Supervised Meta-Reinforcement Learning with Trajectory Optimization for Manipulation Tasks
Lei Wang,Yunzhou Zhang,Delong Zhu,Sonya Coleman,Dermot Kerr
DOI: https://doi.org/10.1109/tcds.2023.3286465
IF: 4.546
2024-01-01
IEEE Transactions on Cognitive and Developmental Systems
Abstract:Learning from small amounts of samples with reinforcement learning (RL) is challenging in many tasks, especially, in real-world applications, such as robotics. Meta-RL (meta-RL) has been proposed as an approach to address this problem by generalizing to new tasks through experience from previous similar tasks.

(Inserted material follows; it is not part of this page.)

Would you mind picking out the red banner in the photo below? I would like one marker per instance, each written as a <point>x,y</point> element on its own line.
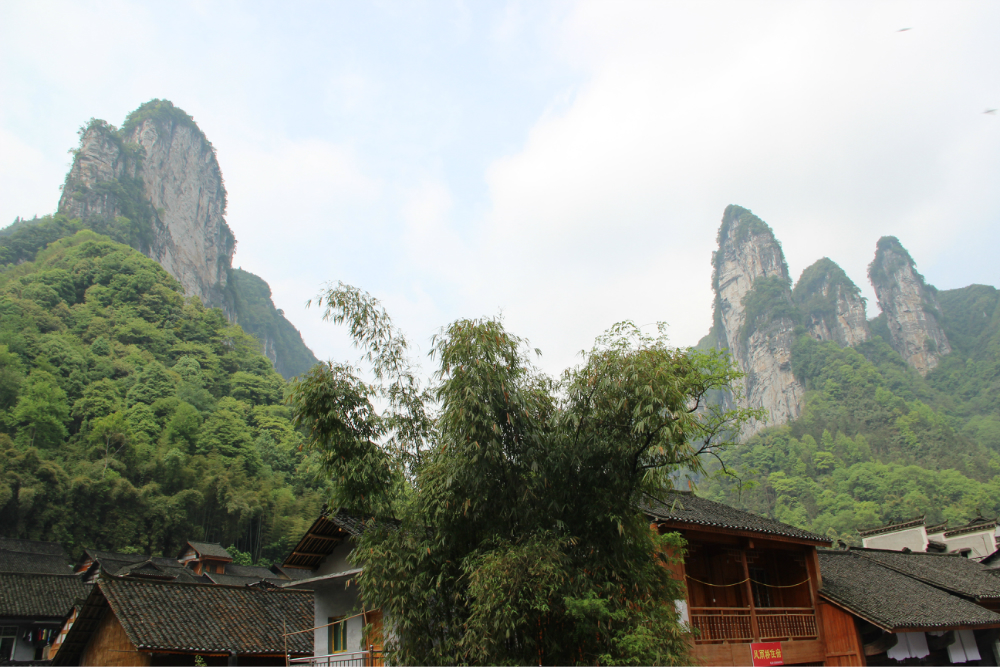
<point>766,654</point>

However, these approaches generally perform meta-optimization by focusing direct policy search methods on validation samples from adapted policies, thus, requiring large amounts of on-policy samples during meta-training. To this end, we propose a novel algorithm called supervised meta-RL with trajectory optimization (SMRL-TO) by integrating model-agnostic meta-learning (MAML) and iterative LQR (iLQR)-based trajectory optimization. Our approach is designed to provide online supervision for validation samples through iLQR-based trajectory optimization and embed simple imitation learning into the meta-optimization rather than policy gradient steps. This is actually a bi-level optimization that needs to calculate several gradient updates in each meta-iteration, consisting of off-policy RL in the inner loop and online imitation learning in the outer loop. SMRL-TO can achieve significant improvements in sample efficiency without human-provided demonstrations, due to the effective supervision from iLQR-based trajectory optimization. In this article, we describe how to use iLQR-based trajectory optimization to obtain labeled data and then how leverage them to assist the training of meta-learner. Through a series of robotic manipulation tasks, we further show that compared with the previous methods, the proposed approach can substantially improve sample efficiency and achieve better asymptotic performance.